Other NATO helicopters were on standby at Bagram Air Field and the Kabul airport to assist in any rescue effort, NATO said in a statement. The Afghan Defense Ministry also ordered the nation’s air force to be on standby to assist in any rescue effort.

“The weather is very bad,” said Gen. Rajab, commander of the Salang Pass for the Afghan Ministry of Public Works, who goes by only one name. “It is snowing. There is flooding.”

Jaweed Stanikzai, the brother of a passenger aboard the plane, told The Associated Press at the Kabul airport that he last talked with his brother at 8 a.m. (0330 GMT).

“My brother was coming from Kunduz,” he said. “He told us that he was on the plane and could not talk, but would call us as soon as he could. He has been missing since 8 a.m. Nobody is providing us any information about the incident.”

Raz Mohammad Alami, deputy transportation minister who was attempting to travel to the crash site with the minister of aviation and other officials, said the plane was carrying 44 people, including six foreigners and six crew members.

Police chief Abdul Razaq Yabyaqoubi of northern Kunduz province said the plane left there at 8:30 a.m.
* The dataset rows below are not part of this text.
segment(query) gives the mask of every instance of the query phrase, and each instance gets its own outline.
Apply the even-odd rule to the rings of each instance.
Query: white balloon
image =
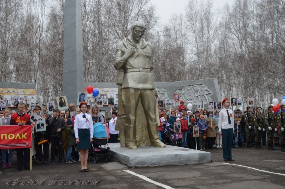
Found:
[[[279,103],[279,101],[277,98],[274,98],[272,100],[272,104],[274,105],[277,105]]]

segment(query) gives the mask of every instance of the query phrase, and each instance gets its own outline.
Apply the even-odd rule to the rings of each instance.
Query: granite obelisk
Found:
[[[84,91],[80,0],[65,1],[63,39],[63,94],[68,102],[76,104],[78,92]]]

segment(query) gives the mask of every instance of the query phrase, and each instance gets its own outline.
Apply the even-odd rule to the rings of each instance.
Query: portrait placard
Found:
[[[36,132],[44,132],[46,131],[46,119],[41,118],[38,120],[36,123]]]
[[[203,101],[199,101],[198,103],[198,108],[204,108],[204,102]]]
[[[174,98],[175,102],[179,102],[179,94],[174,94]]]
[[[77,94],[77,105],[79,105],[82,102],[86,102],[87,93],[79,92]]]
[[[0,120],[0,124],[1,125],[10,125],[10,121],[11,120],[11,117],[3,117],[1,118]]]
[[[68,103],[66,96],[56,97],[57,106],[60,110],[64,110],[68,108]]]
[[[254,100],[253,98],[252,97],[249,97],[247,98],[247,105],[249,106],[252,107],[253,106]]]
[[[241,106],[243,105],[243,100],[241,98],[237,99],[237,106]]]
[[[191,120],[192,118],[194,118],[194,115],[188,115],[188,124],[190,125],[191,123]]]
[[[40,116],[39,114],[36,112],[34,112],[30,118],[31,122],[34,125],[36,124],[36,123],[40,117]]]
[[[237,106],[237,98],[232,98],[231,99],[231,106]]]
[[[180,119],[181,119],[182,118],[182,112],[179,112],[178,113],[176,113],[176,116]]]
[[[108,98],[108,106],[109,107],[114,107],[113,98]]]
[[[214,109],[214,102],[209,102],[209,109],[210,110]]]
[[[234,114],[235,115],[234,118],[235,121],[241,121],[241,112],[236,112],[235,111],[234,112]]]
[[[265,95],[264,94],[259,94],[258,96],[258,103],[259,104],[264,104],[264,96],[265,96]]]
[[[71,117],[71,118],[72,119],[73,118],[73,117],[74,116],[76,116],[76,112],[74,111],[74,112],[70,112],[70,117]]]
[[[53,113],[53,110],[54,109],[54,101],[51,101],[46,103],[48,106],[48,113],[52,114]]]
[[[157,104],[158,105],[158,109],[164,108],[165,107],[164,100],[159,100],[157,101]]]
[[[199,137],[199,127],[195,127],[193,126],[192,127],[193,130],[192,132],[193,132],[193,137]]]

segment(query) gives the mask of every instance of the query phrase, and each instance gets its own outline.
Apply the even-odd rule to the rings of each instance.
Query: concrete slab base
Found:
[[[166,145],[164,148],[142,146],[134,150],[121,148],[119,143],[108,144],[111,159],[129,167],[196,164],[211,160],[209,152],[172,146]]]

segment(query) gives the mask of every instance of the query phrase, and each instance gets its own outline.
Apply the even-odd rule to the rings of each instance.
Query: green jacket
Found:
[[[280,112],[277,114],[277,120],[279,130],[282,127],[285,128],[285,112]]]
[[[264,122],[263,120],[263,115],[261,114],[258,114],[255,113],[253,116],[253,125],[256,128],[260,127],[264,128]]]
[[[245,118],[245,123],[246,129],[249,129],[249,126],[251,127],[251,129],[253,129],[253,115],[252,114],[249,113],[247,112],[245,113],[244,117]]]
[[[68,126],[65,129],[65,140],[66,141],[66,145],[68,146],[75,145],[76,144],[74,130],[72,129],[71,127]]]
[[[268,111],[267,113],[265,114],[264,119],[267,128],[270,127],[272,129],[276,128],[277,124],[275,114]]]

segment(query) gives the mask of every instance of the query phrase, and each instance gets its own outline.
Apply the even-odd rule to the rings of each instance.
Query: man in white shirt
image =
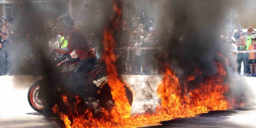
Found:
[[[230,66],[232,69],[233,70],[233,74],[234,77],[238,77],[238,76],[237,73],[237,46],[236,44],[233,43],[233,42],[230,40],[229,41],[229,43],[230,44],[230,56],[229,57]]]
[[[134,44],[134,47],[141,47],[142,43],[141,43],[140,36],[136,38],[136,43]],[[135,60],[135,71],[136,74],[141,73],[141,50],[136,49],[133,50],[133,59]]]
[[[152,31],[155,31],[156,28],[154,26],[155,23],[153,22],[151,24],[151,27],[148,28],[148,31],[150,32]]]

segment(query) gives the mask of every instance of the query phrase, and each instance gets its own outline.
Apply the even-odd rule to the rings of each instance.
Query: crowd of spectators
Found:
[[[141,17],[132,18],[132,23],[123,21],[122,36],[117,47],[159,47],[154,20],[148,18],[145,12]],[[132,24],[129,26],[129,24]],[[117,68],[119,73],[129,74],[157,74],[158,64],[154,56],[156,50],[127,50],[119,51]],[[124,59],[125,58],[125,59]]]
[[[237,30],[227,31],[221,36],[223,39],[228,41],[227,45],[231,50],[228,58],[233,71],[233,76],[243,75],[244,76],[256,77],[256,53],[238,52],[239,51],[256,50],[255,31],[252,27],[249,27],[244,32],[242,27],[239,26]],[[241,71],[242,62],[243,73]]]
[[[13,36],[12,24],[14,18],[12,15],[10,18],[0,19],[0,75],[4,75],[7,71],[8,60],[10,50],[9,39]]]

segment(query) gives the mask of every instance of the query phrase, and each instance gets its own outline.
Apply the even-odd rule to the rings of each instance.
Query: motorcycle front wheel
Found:
[[[44,102],[39,97],[40,86],[44,83],[43,80],[38,81],[33,84],[30,88],[28,92],[27,98],[28,103],[35,111],[43,113],[45,108]]]

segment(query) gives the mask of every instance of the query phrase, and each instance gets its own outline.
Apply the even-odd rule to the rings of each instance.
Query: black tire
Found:
[[[126,97],[131,106],[133,101],[133,94],[131,89],[124,83],[125,88]],[[108,83],[105,84],[101,87],[99,95],[99,106],[110,112],[115,105],[115,101],[112,97],[111,88]]]
[[[37,107],[36,104],[35,104],[35,103],[36,103],[36,102],[38,102],[39,100],[36,100],[35,99],[36,98],[38,100],[39,100],[38,97],[36,97],[36,94],[35,93],[38,93],[39,88],[38,89],[38,90],[36,90],[35,89],[39,87],[40,85],[43,84],[43,83],[45,83],[45,80],[43,79],[38,81],[34,83],[30,86],[30,88],[28,90],[28,92],[27,98],[29,105],[30,105],[30,106],[31,106],[31,107],[33,109],[34,109],[34,110],[40,113],[42,113],[44,109],[43,108],[40,109],[39,108],[39,107],[38,107],[38,106]],[[31,92],[31,91],[35,92],[35,93],[34,92]],[[32,96],[31,95],[33,95],[33,96],[34,96],[34,97],[31,97]],[[37,96],[38,96],[38,93]],[[34,100],[36,102],[34,102],[33,100]],[[35,101],[36,100],[36,101]],[[41,101],[41,102],[42,101]]]

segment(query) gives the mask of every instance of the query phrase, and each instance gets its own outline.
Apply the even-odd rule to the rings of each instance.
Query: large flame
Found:
[[[110,23],[104,31],[103,44],[104,53],[102,58],[106,65],[108,84],[111,88],[111,94],[116,105],[112,112],[117,113],[120,117],[126,118],[131,116],[131,107],[125,96],[124,84],[120,78],[116,66],[116,57],[114,53],[116,42],[113,36],[121,23],[122,11],[120,0],[112,0],[114,16]]]
[[[75,101],[71,102],[66,96],[62,96],[64,106],[55,105],[53,109],[61,117],[63,127],[124,128],[158,125],[162,121],[193,117],[211,110],[226,110],[230,108],[224,95],[228,89],[228,85],[223,84],[226,73],[221,63],[216,63],[218,68],[216,75],[205,78],[205,81],[200,83],[197,88],[188,90],[187,84],[201,73],[200,70],[195,69],[194,75],[188,76],[186,80],[181,82],[169,65],[162,62],[163,79],[157,90],[158,96],[162,100],[161,104],[152,113],[131,115],[131,107],[125,96],[123,83],[116,71],[116,57],[114,54],[116,45],[113,35],[120,23],[121,1],[112,1],[114,15],[104,31],[105,50],[102,58],[106,65],[109,84],[115,106],[110,113],[103,109],[103,115],[100,119],[96,118],[89,109],[81,110],[79,105],[82,103],[79,96],[73,96]],[[66,108],[64,112],[61,110],[63,108]]]
[[[65,96],[63,96],[63,100],[66,105],[71,108],[70,110],[63,114],[55,105],[53,108],[54,111],[61,116],[65,128],[136,128],[160,125],[159,122],[162,121],[194,117],[210,110],[224,110],[230,108],[224,95],[227,92],[228,86],[223,84],[226,74],[220,63],[216,63],[217,74],[206,78],[198,88],[183,92],[181,91],[180,82],[175,73],[168,65],[164,65],[165,70],[163,79],[158,85],[157,92],[162,99],[161,104],[157,107],[153,113],[135,114],[123,118],[118,113],[109,113],[103,109],[104,116],[99,119],[94,117],[88,109],[85,110],[82,115],[78,114],[77,104],[81,100],[77,97],[77,102],[71,105],[67,103],[68,101]],[[191,77],[188,77],[186,81],[193,80]]]

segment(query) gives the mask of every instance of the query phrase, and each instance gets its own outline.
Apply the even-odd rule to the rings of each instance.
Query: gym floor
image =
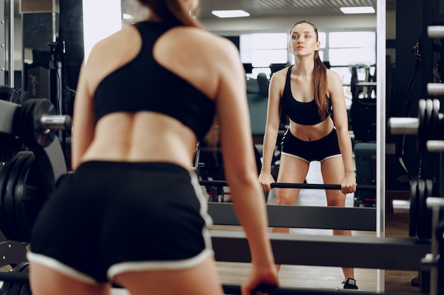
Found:
[[[320,164],[313,162],[310,166],[306,178],[308,183],[322,183]],[[270,192],[269,200],[273,202],[273,192]],[[347,196],[346,206],[353,207],[353,195]],[[302,190],[298,199],[299,205],[326,206],[325,192],[322,190]],[[213,226],[215,229],[238,231],[238,226]],[[409,215],[407,214],[389,214],[386,217],[386,236],[408,237]],[[291,234],[297,233],[313,235],[331,235],[331,230],[292,229]],[[356,237],[374,236],[371,231],[353,231]],[[298,255],[298,253],[294,253]],[[250,265],[248,263],[218,262],[219,277],[223,284],[240,284],[248,274]],[[384,272],[384,291],[402,291],[419,294],[418,287],[411,286],[411,281],[418,275],[417,272],[391,271]],[[375,291],[377,289],[377,270],[370,269],[355,269],[355,277],[360,289],[365,291]],[[343,288],[343,280],[340,267],[318,267],[305,265],[282,265],[279,273],[281,286],[283,287],[332,289]],[[114,289],[112,295],[127,295],[125,290]]]
[[[322,183],[320,164],[313,162],[311,164],[306,180],[308,183]],[[269,195],[270,203],[274,200],[274,192]],[[347,195],[346,206],[353,207],[353,194]],[[318,190],[301,190],[297,204],[309,206],[326,206],[325,192]],[[215,229],[240,230],[239,226],[213,226]],[[331,235],[332,231],[323,229],[292,229],[290,234]],[[353,236],[374,236],[372,231],[353,231]],[[387,237],[406,238],[409,236],[408,212],[390,214],[386,216]],[[298,253],[294,253],[298,255]],[[250,270],[248,263],[218,262],[217,267],[223,284],[240,284]],[[418,287],[411,286],[411,281],[418,275],[417,272],[387,270],[384,272],[384,291],[407,292],[419,294]],[[372,269],[355,269],[355,277],[360,290],[375,291],[377,290],[377,270]],[[343,280],[340,267],[318,267],[305,265],[282,265],[279,273],[281,286],[283,287],[313,288],[313,289],[342,289]],[[0,282],[0,286],[1,282]],[[128,295],[127,291],[114,289],[111,295]]]

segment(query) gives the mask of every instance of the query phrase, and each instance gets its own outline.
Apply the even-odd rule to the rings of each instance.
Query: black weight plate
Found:
[[[23,241],[28,241],[30,232],[37,214],[45,203],[47,196],[43,187],[41,170],[35,158],[33,156],[28,159],[30,166],[25,170],[23,167],[23,185],[16,186],[16,209],[21,216],[20,225],[25,233]],[[20,199],[17,197],[21,197]]]
[[[57,115],[55,108],[52,103],[48,99],[39,99],[35,103],[32,110],[33,125],[34,129],[34,138],[35,141],[40,146],[46,147],[49,146],[55,139],[55,134],[49,131],[44,132],[40,122],[44,115]]]
[[[416,221],[418,221],[417,204],[418,182],[416,180],[410,180],[410,210],[409,218],[409,236],[416,236]]]
[[[426,100],[420,99],[418,103],[418,152],[423,154],[426,151],[427,143],[427,114]]]
[[[6,226],[9,229],[9,236],[6,233],[4,233],[6,238],[16,241],[20,241],[19,233],[20,230],[16,218],[15,199],[14,193],[16,190],[16,185],[18,180],[21,169],[25,164],[26,160],[32,156],[30,151],[21,151],[18,154],[17,161],[14,163],[6,183],[6,190],[4,195],[4,213],[6,215]]]
[[[28,192],[26,190],[26,180],[34,160],[33,154],[26,159],[18,175],[14,192],[14,209],[17,229],[16,241],[21,242],[29,242],[30,238],[28,212],[26,210],[26,199],[29,197],[26,195]]]
[[[428,196],[432,195],[433,182],[431,179],[427,179],[425,180],[425,183],[426,188],[423,199],[419,199],[418,237],[420,238],[431,238],[432,237],[432,212],[430,209],[427,208],[426,200]]]
[[[0,134],[0,162],[11,161],[22,149],[20,139],[13,134]]]
[[[11,168],[15,162],[15,159],[13,158],[11,161],[5,163],[1,170],[0,170],[0,229],[2,233],[8,231],[5,221],[6,216],[3,213],[3,196],[6,190],[6,183],[8,183]]]
[[[6,213],[5,195],[9,175],[20,155],[20,153],[18,154],[12,160],[6,162],[1,170],[0,170],[0,229],[1,229],[2,233],[6,238],[9,238],[12,234],[9,227],[8,218]]]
Monday, but never arrived in the capital.

Mohammad Azim, chief of police in the Jabalussaraj district of Parwan province, said the crash occurred between his district and Shotul, a district in Panjshir province.
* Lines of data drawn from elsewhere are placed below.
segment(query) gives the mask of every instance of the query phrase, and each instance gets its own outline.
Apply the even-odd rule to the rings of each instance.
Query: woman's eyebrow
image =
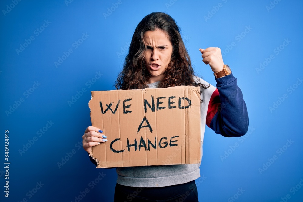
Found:
[[[165,47],[166,46],[167,46],[167,45],[163,45],[163,46],[156,46],[156,48],[160,48],[161,47]],[[147,47],[147,48],[152,48],[152,47],[151,46],[149,46],[149,45],[147,45],[146,46],[146,47]]]

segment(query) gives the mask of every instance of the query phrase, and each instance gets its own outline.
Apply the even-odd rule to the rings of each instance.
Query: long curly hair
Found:
[[[190,58],[180,34],[180,28],[175,20],[167,14],[156,12],[146,15],[136,28],[123,69],[116,81],[117,89],[128,90],[148,88],[147,84],[151,75],[145,62],[147,49],[143,41],[143,35],[147,31],[153,31],[158,29],[166,33],[173,45],[170,62],[163,73],[163,78],[158,88],[181,85],[200,86],[204,88],[209,87],[209,85],[195,82]]]

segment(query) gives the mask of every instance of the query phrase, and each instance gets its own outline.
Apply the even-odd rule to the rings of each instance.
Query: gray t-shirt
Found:
[[[148,84],[156,88],[160,81]],[[201,142],[201,159],[202,156]],[[168,156],[165,159],[173,157]],[[138,187],[158,187],[182,184],[194,180],[200,177],[200,163],[161,166],[146,166],[117,167],[117,182],[126,186]]]

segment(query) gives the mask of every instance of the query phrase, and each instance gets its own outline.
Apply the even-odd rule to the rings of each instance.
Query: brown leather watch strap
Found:
[[[226,75],[226,74],[225,74],[225,70],[224,69],[221,71],[219,71],[218,72],[214,73],[214,74],[215,75],[215,77],[216,77],[217,78],[219,78],[220,77],[221,77],[223,76],[225,76]],[[216,76],[217,76],[216,77]]]

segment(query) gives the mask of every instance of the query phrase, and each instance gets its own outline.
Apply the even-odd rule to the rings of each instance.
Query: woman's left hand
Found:
[[[224,63],[220,48],[210,47],[206,49],[200,48],[200,50],[203,58],[202,61],[206,65],[209,65],[213,71],[217,73],[223,70]]]

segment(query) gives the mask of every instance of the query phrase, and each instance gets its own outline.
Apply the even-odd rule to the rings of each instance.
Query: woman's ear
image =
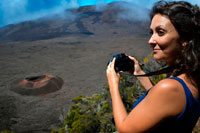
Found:
[[[189,43],[187,41],[182,42],[182,46],[186,47]]]

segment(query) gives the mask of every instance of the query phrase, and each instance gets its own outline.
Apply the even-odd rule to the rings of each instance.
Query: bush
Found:
[[[157,64],[149,55],[144,59],[146,70],[158,70],[162,65]],[[148,66],[148,68],[147,68]],[[151,77],[156,83],[165,78],[166,75]],[[128,112],[132,110],[133,103],[144,93],[144,88],[135,77],[122,73],[120,77],[119,90],[122,101]],[[105,133],[116,132],[112,113],[112,103],[109,87],[106,84],[101,94],[84,97],[82,95],[72,99],[74,105],[65,117],[65,123],[60,130],[52,130],[52,133]],[[194,133],[199,131],[199,124],[194,129]]]

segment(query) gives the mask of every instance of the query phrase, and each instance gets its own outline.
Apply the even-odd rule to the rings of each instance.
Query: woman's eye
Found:
[[[162,36],[162,35],[165,34],[165,32],[163,30],[158,30],[157,33],[158,33],[159,36]]]

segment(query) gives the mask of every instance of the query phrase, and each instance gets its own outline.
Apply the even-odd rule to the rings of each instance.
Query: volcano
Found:
[[[62,16],[55,14],[35,21],[8,25],[0,29],[0,42],[34,41],[63,36],[147,35],[148,22],[119,17],[124,11],[121,4],[125,2],[110,3],[102,11],[96,10],[96,6],[84,6],[66,10]],[[69,19],[69,13],[74,19]]]

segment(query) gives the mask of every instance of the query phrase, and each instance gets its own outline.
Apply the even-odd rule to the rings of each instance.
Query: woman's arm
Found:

Kabul-based Pamir Airways started operations in 1995. It has daily flights to major Afghan cities and also operates flights to Dubai and to Saudi Arabia for the Hajj pilgrimage.

According to its website, the airline uses Antonov An-24 type aircraft on all its Kunduz-to-Kabul flights.

The Antonov An-24 is a 60-year-old, medium range twin-turboprop civil aircraft built in the former Soviet Union from 1950 to 1978. Although production there ceased more than three decades ago, a modernized version is still being made in China.

The aircraft is widely used by airlines in the developing world due to its rugged design, ease of maintenance and low operating costs. It is designed to operate from remote, unprepared airstrips with austere navigational aids.

A total 143 have so far been lost in all sorts of mishaps, according to the Aviation Safety Network’s statistics.


Associated Press writer Slobodan Lekic in Brussels contributed to this report.